2020
2020
INTRODUCTION
I spent hours watching insects.
When time was not an issue, when I had all the time in the world.
Beetles on the sand at the beach leaving their footprints.
Dragonflies hovering around the fountain at the school.
Caterpillars at the back of the leaves creating their cocoons.
Grasshoppers in the garden jumping around.
Butterflies expressing their beauty at my grandma’s courtyard, (the wasps being a bit scary, I would watch them from the distance)
My favourite: the honeybee.
I was fascinated. I mean, who wouldn’t? They make honey! Humming and buzzing, communicating in that hypnotic language. Their curiosity, their heart, their confusion, their clarity. The honeybees’ elaborated, detailed, close to magic, yet simple organisation, or should I say organism, always made me wonder about cycles, purpose and systems. Such small, social, hairy, noisy and nosey creatures have the capacity to turn the harmony of the world upside down if we don’t care for them. How can that be even possible? I mean, it is not just the bees, right? There is just one way, for that to be true. Everything, EVERY SINGLE THING must be connected. And If everything is connected, the way we tell stories, in every media we possibly choose, is connected too! Could be possible to tell stories that preserve the harmony of this system we called earth/universe?

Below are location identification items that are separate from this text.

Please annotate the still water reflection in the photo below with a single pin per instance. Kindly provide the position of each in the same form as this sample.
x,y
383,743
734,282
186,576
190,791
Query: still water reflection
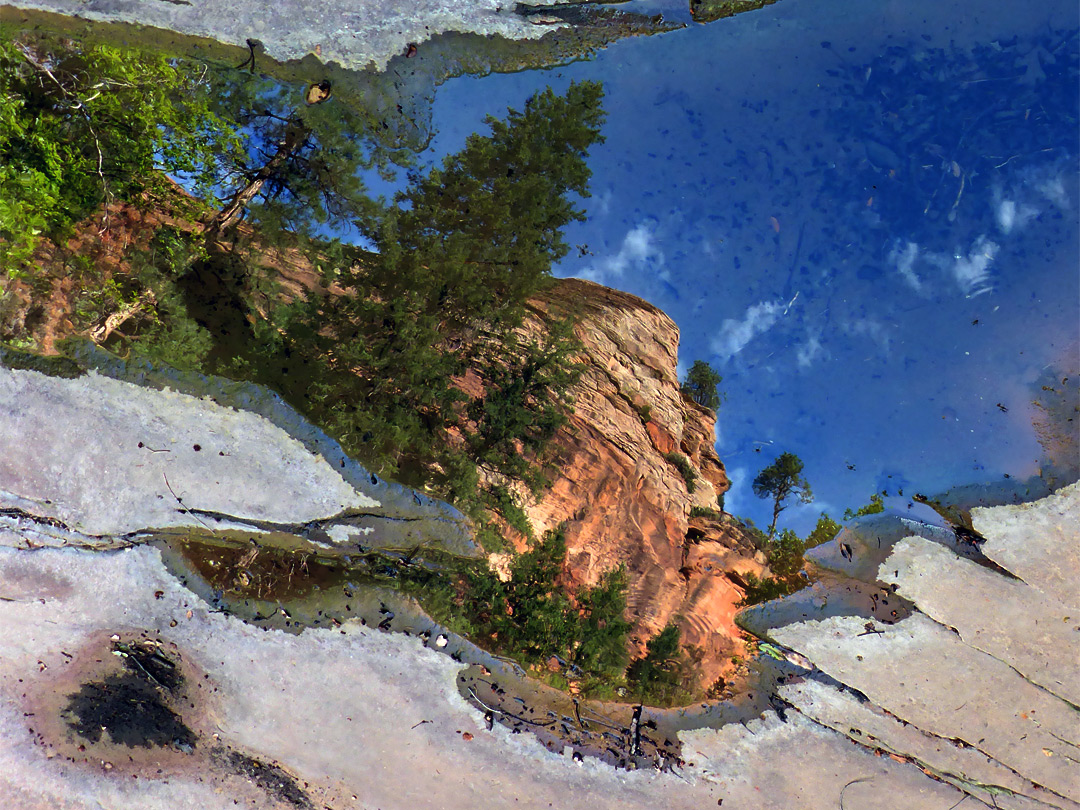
x,y
863,215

Three women, three generations, three artists telling stories of care in three different media, connected to each other, connected to the past, the present and the future, connected, as Peta explains, through colour, patterns and texture... The relationship, the container, a “Proportio Divina” which put them together: The Golden Ratio.
Inma J. Lopez 2020
The initial idea for this exhibition “The Golden Ratio’ took form during my final year of study at Grays School of Art, Aberdeen. One of our main assignments at the end of our studies was the much-dreaded academic dissertation. Obviously, my topic was going to be about bees, I undertook the research for this task with much enthusiasm. One of my main interviewees was Michael Joshin Thiele, a German apiculturist. We exchanged a WhatsApp conversation between his home in California and my shared student flat in Aberdeen. From this conversation I had an image instilled in my mind – bees with frost-bitten toes. Around this time my mum sent me a photo of a new project she was working on; a knitted quilt constructed from very small padded hexagons. The wool was left over sock wool from various socks supplied to me, my daughter and several friends over many years.